US-based company GRL Engineers offers the Standard Penetration Testing (SPT) for analysing soil strength and conditions. This method uses an SPT hammer to drive a drill string with a split-barrel sampler attached at the bottom of the string. The split-barrel sampler recovers soil samples and the bottom of the borehole, after the borehole has been advanced to the required sampling depth. Such a test provides clarity to the engineers and is essential to understanding foundation conditions.
SPT hammer efficiencies vary, which influences the resulting N-values, said GRL Engineers. For this reason, many authorities, such as the US Federal Highway Administration require SPT hammer calibration. In addition, period calibration is required by many US Departments of Transportation. ASTM D1586 recommends that a measured N-value be normalised to 60% drill rod energy, N₆₀ by multiplying it by the ratio between the measured energy transferred to the rod and 60% of the theoretical potential energy. This compensates for the variability in efficiency, and therefore, improves the reliability of soil strength estimates used in geotechnical designs.
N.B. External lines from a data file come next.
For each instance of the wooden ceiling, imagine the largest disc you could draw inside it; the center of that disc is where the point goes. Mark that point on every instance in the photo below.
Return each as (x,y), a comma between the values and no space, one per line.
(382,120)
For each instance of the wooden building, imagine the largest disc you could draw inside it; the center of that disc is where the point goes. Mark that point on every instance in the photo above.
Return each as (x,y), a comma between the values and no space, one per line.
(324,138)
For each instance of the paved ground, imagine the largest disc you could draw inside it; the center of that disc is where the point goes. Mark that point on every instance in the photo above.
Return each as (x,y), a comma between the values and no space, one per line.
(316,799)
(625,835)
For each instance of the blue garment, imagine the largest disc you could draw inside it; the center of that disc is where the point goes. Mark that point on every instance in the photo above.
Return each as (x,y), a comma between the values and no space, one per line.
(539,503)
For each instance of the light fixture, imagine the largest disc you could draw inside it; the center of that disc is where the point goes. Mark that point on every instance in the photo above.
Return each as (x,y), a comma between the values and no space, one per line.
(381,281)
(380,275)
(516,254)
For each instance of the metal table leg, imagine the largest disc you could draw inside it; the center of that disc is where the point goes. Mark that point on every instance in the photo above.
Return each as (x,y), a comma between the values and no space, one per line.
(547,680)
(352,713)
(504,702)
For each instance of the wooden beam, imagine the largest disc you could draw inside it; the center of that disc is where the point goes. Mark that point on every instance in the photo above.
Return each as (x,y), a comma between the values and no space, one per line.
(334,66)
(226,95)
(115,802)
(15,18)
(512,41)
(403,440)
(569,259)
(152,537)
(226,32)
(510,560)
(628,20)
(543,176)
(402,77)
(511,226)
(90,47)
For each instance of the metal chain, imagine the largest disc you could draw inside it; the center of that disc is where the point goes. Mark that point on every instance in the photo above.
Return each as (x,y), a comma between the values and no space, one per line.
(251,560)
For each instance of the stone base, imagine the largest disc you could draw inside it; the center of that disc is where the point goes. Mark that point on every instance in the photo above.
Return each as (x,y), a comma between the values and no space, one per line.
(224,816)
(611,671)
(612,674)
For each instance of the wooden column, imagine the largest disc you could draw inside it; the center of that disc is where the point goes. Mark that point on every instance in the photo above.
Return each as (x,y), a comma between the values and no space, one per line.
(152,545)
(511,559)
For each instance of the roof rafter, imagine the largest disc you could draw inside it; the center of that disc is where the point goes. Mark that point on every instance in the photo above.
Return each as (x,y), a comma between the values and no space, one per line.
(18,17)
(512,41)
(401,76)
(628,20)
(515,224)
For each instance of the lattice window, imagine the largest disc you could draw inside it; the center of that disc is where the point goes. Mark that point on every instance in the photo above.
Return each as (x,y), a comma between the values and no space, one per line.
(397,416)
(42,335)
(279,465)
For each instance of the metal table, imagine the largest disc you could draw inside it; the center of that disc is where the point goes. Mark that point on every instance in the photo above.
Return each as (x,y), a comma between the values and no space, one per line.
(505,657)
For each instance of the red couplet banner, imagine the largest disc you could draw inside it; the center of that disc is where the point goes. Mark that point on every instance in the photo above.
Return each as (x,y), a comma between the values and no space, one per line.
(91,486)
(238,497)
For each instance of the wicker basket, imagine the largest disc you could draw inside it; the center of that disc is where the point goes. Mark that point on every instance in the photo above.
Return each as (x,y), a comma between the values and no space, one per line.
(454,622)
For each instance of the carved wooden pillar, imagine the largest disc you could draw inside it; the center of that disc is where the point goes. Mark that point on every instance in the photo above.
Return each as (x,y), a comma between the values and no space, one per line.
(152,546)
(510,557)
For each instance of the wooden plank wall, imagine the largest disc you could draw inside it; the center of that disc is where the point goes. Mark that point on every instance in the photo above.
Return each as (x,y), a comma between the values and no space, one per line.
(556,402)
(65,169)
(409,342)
To perform the SPT calibration, GRL Engineers attaches an SPT rod, instrumented with strain gages and accelerometers, to the SPT drill string rod. As the drill string is driven into the ground, the strain gages and accelerometers obtain force and velocity signals with each hammer blow. The signals are transmitted to a Pile Driving Analyzer (PDA) that displays the force, velocity and energy transmitted to the drill string, calculates and displays the maximum transferred energy value, and stores the complete time record of force and velocity for all SPT hammer blows. GRL Engineers typically acquires several SPT energy measurements per hammer at a given test location, in accordance with ASTM.
With this testing, GRL Engineers can provide a quantitative calibration report presenting transferred energies, energy transferred ratios and the SPT N₆₀ value for each sample interval tested.